We're posting this 1930 catalog for bedroom furniture today on account of Sarah Elisabeth Goode ...

Catalog titled "Restful Bedrooms", with a color illustration of a restful bedroom.

We're posting this 1930 catalog for bedroom furniture today on account of Sarah Elisabeth Goode (1850-1905), one of the first Black women to be issued a U.S. Patent in her own name on this date, July 14, in 1885.

Goode's patent, No. 322,177, was for a cabinet with a fold out bed that could be used during the day as a desk, a precursor to the Murphy bed, which was invented in 1900.

After being freed from slavery by the end of the Civil War, Goode moved to Chicago, where she and her her husband Archibald opened a furniture store.

Goode's invention was timely; housing in cities like Chicago was becoming increasingly crowded. Her invention was a direct response to complaints from customers looking for furniture that would address the problem of saving space in tight quarters.

Goode was preceded by other inventors, including Judy Woodford Reed (c.1826-c.1905), whose Patent No. 305,474 for a "Dough Kneader and Roller" was awarded on September 23, 1884 and was signed with an X, indicating that she was likely unable to read or write; as well as Martha Jones, who was granted U.S. patent No. 77,494 on May 5, 1868 for an improved threshing machine for corn.

It is likely these women were joined by others - since patents didn't record data about the race or gender of inventors, many women filed inventions using initials, and the identity of early inventors is often a mystery.

Other women were denied patent rights due to the law; in the many states where women were disallowed from owning property prior to 1900, this often extended to intellectual property, require the inventions of women to be patented in the name of husbands and other male relatives.

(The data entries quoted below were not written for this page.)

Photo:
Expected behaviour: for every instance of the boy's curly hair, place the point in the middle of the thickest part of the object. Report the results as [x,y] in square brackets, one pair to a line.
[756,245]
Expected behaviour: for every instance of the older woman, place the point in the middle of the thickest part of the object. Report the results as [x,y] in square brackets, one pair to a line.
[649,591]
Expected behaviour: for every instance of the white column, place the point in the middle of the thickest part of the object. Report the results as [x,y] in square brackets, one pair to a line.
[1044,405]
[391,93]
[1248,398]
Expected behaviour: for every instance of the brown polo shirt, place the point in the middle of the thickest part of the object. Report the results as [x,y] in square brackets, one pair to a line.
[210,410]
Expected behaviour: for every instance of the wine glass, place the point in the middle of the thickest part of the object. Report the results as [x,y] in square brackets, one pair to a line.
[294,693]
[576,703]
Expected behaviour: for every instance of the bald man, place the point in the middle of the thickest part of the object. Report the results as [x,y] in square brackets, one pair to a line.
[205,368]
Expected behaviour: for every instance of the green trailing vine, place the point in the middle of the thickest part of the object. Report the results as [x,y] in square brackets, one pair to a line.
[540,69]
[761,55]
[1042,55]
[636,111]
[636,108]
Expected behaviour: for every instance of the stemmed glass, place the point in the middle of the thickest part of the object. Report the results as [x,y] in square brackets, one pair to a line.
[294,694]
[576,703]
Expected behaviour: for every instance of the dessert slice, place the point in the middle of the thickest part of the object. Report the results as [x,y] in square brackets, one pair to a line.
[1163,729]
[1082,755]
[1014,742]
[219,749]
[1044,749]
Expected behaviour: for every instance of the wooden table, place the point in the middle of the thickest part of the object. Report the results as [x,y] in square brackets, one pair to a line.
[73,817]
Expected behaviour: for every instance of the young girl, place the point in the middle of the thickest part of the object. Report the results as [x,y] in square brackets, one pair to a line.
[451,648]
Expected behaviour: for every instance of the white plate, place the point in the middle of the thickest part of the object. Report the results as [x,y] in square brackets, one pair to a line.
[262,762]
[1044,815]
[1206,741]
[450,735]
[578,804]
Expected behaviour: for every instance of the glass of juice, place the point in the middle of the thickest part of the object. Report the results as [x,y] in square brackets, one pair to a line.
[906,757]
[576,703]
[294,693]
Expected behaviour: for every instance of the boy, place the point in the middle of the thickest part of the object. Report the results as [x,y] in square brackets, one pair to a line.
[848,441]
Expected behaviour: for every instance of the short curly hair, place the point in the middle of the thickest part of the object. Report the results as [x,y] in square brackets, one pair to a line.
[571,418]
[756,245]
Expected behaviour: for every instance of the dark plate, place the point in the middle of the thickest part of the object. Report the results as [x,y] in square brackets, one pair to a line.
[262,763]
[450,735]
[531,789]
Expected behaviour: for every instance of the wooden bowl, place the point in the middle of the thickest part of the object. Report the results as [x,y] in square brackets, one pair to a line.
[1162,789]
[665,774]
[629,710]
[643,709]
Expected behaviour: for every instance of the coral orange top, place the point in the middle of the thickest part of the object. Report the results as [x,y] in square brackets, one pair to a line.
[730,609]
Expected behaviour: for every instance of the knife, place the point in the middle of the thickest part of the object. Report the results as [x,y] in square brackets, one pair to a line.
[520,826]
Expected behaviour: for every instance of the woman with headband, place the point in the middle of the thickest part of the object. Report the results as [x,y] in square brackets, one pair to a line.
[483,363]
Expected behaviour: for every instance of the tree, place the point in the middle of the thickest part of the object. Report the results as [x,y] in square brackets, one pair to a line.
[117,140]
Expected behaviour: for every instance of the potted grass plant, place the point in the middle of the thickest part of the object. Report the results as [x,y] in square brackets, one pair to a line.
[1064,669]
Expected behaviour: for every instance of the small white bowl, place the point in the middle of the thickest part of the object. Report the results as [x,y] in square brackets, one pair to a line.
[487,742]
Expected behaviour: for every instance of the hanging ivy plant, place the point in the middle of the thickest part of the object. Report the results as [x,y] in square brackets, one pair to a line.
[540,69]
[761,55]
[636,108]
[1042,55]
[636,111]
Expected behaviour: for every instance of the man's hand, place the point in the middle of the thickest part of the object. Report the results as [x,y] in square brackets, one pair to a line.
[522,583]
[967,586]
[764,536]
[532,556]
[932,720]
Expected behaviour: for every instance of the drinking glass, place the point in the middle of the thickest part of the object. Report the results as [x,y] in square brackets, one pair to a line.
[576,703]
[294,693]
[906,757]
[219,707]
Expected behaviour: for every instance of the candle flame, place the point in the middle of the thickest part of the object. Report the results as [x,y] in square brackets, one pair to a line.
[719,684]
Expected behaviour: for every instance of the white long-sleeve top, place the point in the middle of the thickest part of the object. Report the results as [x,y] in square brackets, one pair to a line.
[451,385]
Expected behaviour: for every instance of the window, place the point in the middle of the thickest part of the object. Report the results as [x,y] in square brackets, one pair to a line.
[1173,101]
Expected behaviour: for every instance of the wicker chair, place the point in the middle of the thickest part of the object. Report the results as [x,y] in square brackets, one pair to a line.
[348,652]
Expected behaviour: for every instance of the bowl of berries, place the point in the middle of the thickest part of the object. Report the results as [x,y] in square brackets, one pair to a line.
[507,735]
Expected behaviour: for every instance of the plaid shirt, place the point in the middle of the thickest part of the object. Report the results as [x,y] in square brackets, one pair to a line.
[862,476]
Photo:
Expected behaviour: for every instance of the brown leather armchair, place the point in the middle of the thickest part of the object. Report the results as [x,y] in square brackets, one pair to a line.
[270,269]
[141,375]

Additionally, patent law surrounding enslaved people largely allowed enslavers to take credit for the inventions of the people they held captive.

This changed on June 10, 1858, when the the U.S. Attorney General ruled that neither the slave or the slave owner could claim credit for inventions, declaring that the slave owner could not rightfully take the patent oath claiming invention (as it would be a lie) and neither could the enslaved person, as they were not considered citizens of the United States in the aftermath of the Supreme Court's ruling in Dred Scott v. Sandford.